Stranger in the Woods by Carl R. Sams II and Jean Stoick – There are very few books with photographs that end up in the picture book section of the library.  Luckily, this one did.  A stranger is discovered by the animals in the snowy woods.  While they are discussing which animal should approach it, the brave little chickadee takes it upon herself to fly over and check out the stranger.  It is a snowman with a treat of birdseed on his hat.  The other animals approach and find their own treats… corn, carrots, nuts and acorns.  There are two-legged strangers hiding in the woods watching the animals eat the goodies.

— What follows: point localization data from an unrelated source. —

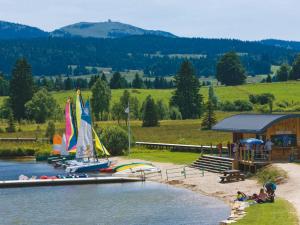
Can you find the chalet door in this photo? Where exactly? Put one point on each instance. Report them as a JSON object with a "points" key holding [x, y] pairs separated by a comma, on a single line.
{"points": [[237, 137]]}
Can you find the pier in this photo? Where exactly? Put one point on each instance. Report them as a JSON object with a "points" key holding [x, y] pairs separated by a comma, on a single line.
{"points": [[66, 181]]}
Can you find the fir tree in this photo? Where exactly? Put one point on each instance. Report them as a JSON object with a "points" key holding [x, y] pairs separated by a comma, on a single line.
{"points": [[11, 128], [103, 78], [295, 72], [137, 81], [269, 79], [186, 95], [283, 73], [209, 118], [21, 87], [212, 96], [230, 70], [150, 115], [101, 95]]}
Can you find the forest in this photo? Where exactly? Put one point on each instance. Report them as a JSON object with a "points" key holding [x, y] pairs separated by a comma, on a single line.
{"points": [[156, 56]]}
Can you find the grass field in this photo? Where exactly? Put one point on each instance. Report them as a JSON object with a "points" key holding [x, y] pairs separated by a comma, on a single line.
{"points": [[169, 131], [182, 158], [279, 213], [288, 91]]}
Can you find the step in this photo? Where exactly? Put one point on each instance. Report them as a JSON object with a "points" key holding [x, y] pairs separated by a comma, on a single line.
{"points": [[211, 164], [211, 167], [207, 169], [217, 158], [214, 162]]}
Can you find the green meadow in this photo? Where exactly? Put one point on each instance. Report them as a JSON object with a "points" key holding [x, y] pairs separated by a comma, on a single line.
{"points": [[283, 91]]}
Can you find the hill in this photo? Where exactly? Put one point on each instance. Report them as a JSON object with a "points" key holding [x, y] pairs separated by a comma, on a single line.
{"points": [[295, 45], [154, 55], [284, 92], [107, 29], [18, 31]]}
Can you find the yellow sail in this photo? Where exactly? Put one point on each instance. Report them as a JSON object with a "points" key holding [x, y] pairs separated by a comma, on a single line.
{"points": [[78, 109], [98, 144]]}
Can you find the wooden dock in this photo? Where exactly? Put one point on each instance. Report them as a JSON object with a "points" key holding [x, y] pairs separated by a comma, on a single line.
{"points": [[181, 147], [66, 181]]}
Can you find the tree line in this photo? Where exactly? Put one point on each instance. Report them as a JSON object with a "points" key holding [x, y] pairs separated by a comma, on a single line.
{"points": [[53, 56]]}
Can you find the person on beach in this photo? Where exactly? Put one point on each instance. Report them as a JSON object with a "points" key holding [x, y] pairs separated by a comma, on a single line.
{"points": [[268, 147], [241, 196], [262, 197]]}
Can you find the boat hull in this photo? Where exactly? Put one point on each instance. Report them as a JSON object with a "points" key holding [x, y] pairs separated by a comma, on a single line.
{"points": [[89, 167]]}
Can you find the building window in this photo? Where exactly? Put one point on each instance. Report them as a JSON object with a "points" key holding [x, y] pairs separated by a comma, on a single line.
{"points": [[284, 140]]}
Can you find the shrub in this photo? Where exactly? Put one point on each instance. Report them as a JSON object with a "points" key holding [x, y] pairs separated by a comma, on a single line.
{"points": [[115, 139], [238, 105], [270, 173], [175, 114], [243, 105]]}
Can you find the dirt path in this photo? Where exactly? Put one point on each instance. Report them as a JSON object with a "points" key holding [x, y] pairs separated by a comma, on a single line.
{"points": [[291, 190]]}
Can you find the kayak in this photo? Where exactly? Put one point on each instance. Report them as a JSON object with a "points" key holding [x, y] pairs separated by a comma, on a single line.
{"points": [[88, 167]]}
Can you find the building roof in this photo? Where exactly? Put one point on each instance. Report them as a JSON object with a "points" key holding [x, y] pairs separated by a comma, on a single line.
{"points": [[251, 123]]}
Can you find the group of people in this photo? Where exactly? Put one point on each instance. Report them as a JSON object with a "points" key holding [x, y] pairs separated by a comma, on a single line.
{"points": [[266, 194], [260, 149]]}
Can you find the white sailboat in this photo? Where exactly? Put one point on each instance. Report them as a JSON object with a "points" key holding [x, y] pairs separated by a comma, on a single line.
{"points": [[86, 157]]}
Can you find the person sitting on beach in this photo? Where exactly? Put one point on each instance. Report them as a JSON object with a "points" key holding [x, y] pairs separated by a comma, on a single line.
{"points": [[241, 196], [262, 197]]}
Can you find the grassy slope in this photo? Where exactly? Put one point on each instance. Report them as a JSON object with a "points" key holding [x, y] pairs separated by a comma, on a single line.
{"points": [[169, 131], [163, 156], [289, 91], [279, 213]]}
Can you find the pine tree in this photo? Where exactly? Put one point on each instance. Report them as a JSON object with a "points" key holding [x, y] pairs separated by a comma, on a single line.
{"points": [[269, 79], [150, 115], [283, 73], [101, 95], [295, 72], [21, 87], [212, 96], [230, 70], [11, 128], [186, 95], [103, 78], [137, 81], [209, 118]]}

Here Comes Jack Frost by Kazuno Kohara – An original take on winter.  Most books are about snow.  This book focusing on Jack Frost includes simple, yet beautiful illustrations.  Most of the pages include white illustrations with a royal blue background and a few blue details.  At our house, we experience Jack Frost more often than snow.  He particularly loves the car windshield on days we are running a little bit behind.

Froggy Gets Dressed by Jonathan London – I don’t let a winter go by without reading ML this book.  It’s meant to be read aloud, especially the words FROGGY and UNDERWEAR.  She finds it hilarious every year.

And of course the all time classic snow book

The Snowy Day by Ezra Jack Keats – It’s been popular for 50 plus years.  Many say it broke the color barrier in children’s literature.  The great thing about the story is the story itself has nothing to do with race.  Instead, it’s the adventure of a child after snowfall.  I love Al Roker’s quote on the Ezra Jack Keats Foundation’s website, “I remember reading this book to my baby sister thinking, ‘Here’s a kid who looks like me.’ On so many levels, this is such a groundbreaking piece of literature and artwork.”  As NPR’s piece “As Demographics Shift, Kids’ Books Stay Stubbornly White” proves we still have a long way to go.